Eh?
> At some point you have to ask why you're using RAID at all. If it's for always-on, avoiding data loss due to hardware failures, and speed, then RAID 6 isn't really am great solution for avoiding data loss when disks get to these kinds of sizes, the chances of getting more than one disk fail simultaneously is approaching one, and obviously it was never great for speed.
If you're at this point, then using drives at all is probably already off the table. But I think this position is probably ridiculous.
I have many years of experience managing file clusters in scopes ranging from SOHO to serving up to 15,000 people at a time in a single cluster. In a cluster of 24 drives under these constant, enterprise-level loads, I saw maybe 1 drive fail in a year.

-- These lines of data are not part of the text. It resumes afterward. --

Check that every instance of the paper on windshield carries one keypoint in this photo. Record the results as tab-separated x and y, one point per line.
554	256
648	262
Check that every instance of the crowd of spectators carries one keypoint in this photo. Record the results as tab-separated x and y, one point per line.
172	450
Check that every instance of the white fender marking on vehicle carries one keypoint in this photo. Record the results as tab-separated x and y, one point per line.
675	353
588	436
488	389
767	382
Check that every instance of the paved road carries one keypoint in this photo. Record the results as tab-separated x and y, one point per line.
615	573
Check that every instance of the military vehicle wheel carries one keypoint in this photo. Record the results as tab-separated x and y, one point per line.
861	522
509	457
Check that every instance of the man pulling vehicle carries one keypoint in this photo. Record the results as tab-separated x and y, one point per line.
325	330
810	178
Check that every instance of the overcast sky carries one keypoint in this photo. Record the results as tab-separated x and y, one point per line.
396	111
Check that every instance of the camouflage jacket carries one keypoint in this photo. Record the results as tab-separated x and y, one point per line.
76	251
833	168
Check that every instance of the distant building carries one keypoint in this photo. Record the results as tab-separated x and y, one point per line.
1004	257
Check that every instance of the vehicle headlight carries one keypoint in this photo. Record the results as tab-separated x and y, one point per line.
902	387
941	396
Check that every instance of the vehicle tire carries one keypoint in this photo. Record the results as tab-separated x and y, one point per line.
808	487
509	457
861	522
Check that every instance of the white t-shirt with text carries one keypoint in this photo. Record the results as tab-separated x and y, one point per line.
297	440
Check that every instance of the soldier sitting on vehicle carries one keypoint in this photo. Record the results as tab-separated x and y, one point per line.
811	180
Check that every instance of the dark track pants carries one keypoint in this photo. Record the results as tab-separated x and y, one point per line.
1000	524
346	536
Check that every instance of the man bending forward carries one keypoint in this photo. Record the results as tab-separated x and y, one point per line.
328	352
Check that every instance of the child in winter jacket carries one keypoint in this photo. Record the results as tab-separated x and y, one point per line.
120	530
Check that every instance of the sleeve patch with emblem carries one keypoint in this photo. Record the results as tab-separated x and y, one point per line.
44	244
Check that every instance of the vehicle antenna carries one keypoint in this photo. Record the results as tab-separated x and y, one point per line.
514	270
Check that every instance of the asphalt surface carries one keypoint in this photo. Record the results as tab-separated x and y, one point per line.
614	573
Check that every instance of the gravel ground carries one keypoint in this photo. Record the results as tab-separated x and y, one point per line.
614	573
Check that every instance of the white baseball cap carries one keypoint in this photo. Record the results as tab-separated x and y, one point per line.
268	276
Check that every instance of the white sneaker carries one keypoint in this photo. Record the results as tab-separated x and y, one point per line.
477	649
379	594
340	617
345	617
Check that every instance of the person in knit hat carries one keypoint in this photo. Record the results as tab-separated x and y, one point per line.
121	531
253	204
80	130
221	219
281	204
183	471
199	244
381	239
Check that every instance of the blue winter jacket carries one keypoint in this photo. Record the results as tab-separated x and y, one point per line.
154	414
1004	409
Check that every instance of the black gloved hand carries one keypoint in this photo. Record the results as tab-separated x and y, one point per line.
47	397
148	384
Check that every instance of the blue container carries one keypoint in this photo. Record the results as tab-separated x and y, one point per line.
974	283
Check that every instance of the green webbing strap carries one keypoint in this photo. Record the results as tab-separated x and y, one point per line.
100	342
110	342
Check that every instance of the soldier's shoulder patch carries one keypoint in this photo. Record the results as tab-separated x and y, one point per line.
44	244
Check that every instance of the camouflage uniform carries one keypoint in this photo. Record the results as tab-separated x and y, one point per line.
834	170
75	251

I've heard this trope about "failure rate approaching 1" since 500GB drives were new. From my own experience, it wasn't really true then, any more than it's true now.
Yes, HDDs have failure rates to keep in mind, but outside the occasional "bad batch", they are still shockingly reliable. Failure rates per unit haven't changed much, even though with rising capacities, that makes the failure rate per GB rise. It still doesn't matter as much as you think.
You can have a great time if you follow a few rules, in my experience:
1) Engineer your system so that any drive cluster going truly offline is survivable. AKA "DR" or "Disaster Recovery". What happens if your data center gets flooded or burns to the ground? And once you have solid DR plans, TRUMPET THE HECK OUT OF IT and tell all your customers. Let them know that they really are safe! It can be a HUGE selling point.
2) Engineer your system so that likely failures are casually survivable. For me, this was ZFS/RAIDZ2, with 6 or 8 drive vdevs, on "white box" 24 bay SuperMicro servers with redundant power.
3) If 24x7x36* uptime is really critical, have 3 levels of redundancy, so even in a failure condition, you fail to a redundant state. For me engineering at "enterprise" level, we used application-layer logic so there were always at least 2 independent drive clusters containing full copies of all data. We had 3 drive clusters using different filesystem technologies (ZFS, XFS/LVM) and sometimes we chose to take one offline to do filesystem level processing or analysis.
4) Backups: You *do* have backups, and you do adhere to the 3-2-1 rule, right? In our case, we used ZFS replication and merged backups and DR. This combined with automated monitoring ensured that we were ready for emergencies, which did happen and were always managed in a satisfactory way.